El martes 29 de mayo, por la mañana, murió un ser humano excepcional, al que El Observador y mi familia le deben demasiado: el arzobispo emérito de San Luis Potosí, don Arturo Szymanski. Apenas el día anterior Maité y yo le pedimos, por teléfono, su bendición. Nos la dio. Y remató, como siempre: “Saludos a la tropa; cuídenla mucho”.
“La tropa” era la plantilla que trabaja en El Observador y nuestros tres hijos. Siempre los encomendaba. Siempre nos decía que fuéramos santos. Su preocupación, desde julio de 1995, cuando junto con don Mario de Gasperín, los obispos de Celaya y León (hoy también en la gloria de Dios), Maité y un servidor, echamos a andar esta aventura periodística, fue la misma: un periódico católico nacional. El pasado 5 de mayo, en su casa, tras la celebración de la Santa Misa, nos lo volvió a repetir. Se ha ido con ese encargo a la Casa del Padre. Nos toca a nosotros cumplirlo.
Tampiqueño, ex compañero de mi madre en la primaria, obispo desde que yo nací, son miles los recuerdos que me vienen a la memoria hoy que escribo, apresuradamente, estas líneas. Como era él, su muerte me tomó a dos horas del cierre de edición.

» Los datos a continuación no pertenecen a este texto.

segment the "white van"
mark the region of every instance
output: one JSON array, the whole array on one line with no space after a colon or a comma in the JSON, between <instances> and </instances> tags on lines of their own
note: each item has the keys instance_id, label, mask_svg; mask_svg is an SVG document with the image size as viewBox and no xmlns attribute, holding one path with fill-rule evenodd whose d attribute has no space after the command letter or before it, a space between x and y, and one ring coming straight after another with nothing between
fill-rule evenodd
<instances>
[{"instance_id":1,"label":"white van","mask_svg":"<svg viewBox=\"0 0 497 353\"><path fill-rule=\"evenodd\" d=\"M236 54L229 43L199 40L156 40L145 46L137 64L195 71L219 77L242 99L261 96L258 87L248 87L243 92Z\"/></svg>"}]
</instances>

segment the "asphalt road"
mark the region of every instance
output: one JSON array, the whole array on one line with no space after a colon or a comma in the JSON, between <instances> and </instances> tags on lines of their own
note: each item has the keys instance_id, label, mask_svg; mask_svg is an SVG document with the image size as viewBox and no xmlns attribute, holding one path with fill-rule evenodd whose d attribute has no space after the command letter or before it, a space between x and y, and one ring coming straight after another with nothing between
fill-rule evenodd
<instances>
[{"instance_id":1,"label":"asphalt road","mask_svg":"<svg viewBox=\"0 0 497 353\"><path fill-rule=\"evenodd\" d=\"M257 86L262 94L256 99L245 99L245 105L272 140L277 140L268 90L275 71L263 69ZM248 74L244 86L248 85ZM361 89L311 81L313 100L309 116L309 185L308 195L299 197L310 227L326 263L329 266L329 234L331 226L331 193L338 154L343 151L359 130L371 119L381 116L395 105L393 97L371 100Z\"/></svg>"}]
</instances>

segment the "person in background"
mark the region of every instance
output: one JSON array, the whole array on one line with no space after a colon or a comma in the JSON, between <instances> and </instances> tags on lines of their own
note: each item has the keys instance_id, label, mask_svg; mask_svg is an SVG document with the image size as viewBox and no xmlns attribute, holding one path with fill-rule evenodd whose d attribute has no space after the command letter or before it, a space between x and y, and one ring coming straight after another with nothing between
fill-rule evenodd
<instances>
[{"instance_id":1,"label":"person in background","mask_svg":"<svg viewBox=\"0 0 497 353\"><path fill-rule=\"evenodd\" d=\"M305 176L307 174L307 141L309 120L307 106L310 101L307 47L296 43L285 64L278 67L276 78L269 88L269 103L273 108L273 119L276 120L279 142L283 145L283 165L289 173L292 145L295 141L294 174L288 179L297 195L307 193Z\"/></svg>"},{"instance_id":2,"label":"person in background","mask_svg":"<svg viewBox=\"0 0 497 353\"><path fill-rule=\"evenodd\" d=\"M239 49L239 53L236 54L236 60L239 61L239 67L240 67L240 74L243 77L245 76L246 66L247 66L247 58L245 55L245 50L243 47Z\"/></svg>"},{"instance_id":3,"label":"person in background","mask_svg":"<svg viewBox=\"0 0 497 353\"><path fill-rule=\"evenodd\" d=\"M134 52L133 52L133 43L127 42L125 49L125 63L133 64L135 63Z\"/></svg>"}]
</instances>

No podía dejar de anunciarla. No podía despedirlo sin ocultar el grande ejemplo que a Maité y a mí, a nuestros hijos, a El Observador, deja. La santidad alegre es posible. Y en el cielo, seguramente, habrá alguien que pregunte –como preguntaban los obispos en sus reuniones—no “si va a venir Szymanski”, sino “si ya llegó”.
Don Arturo: vamos a seguir su imborrable enseñanza. Será nuestra hoja de ruta. Rece por nosotros y siga enterándose del mundo. Algún “pitazo” nos tiene que dar para hacerlo más grande. Tan grande como su amor y su servicio a la Iglesia.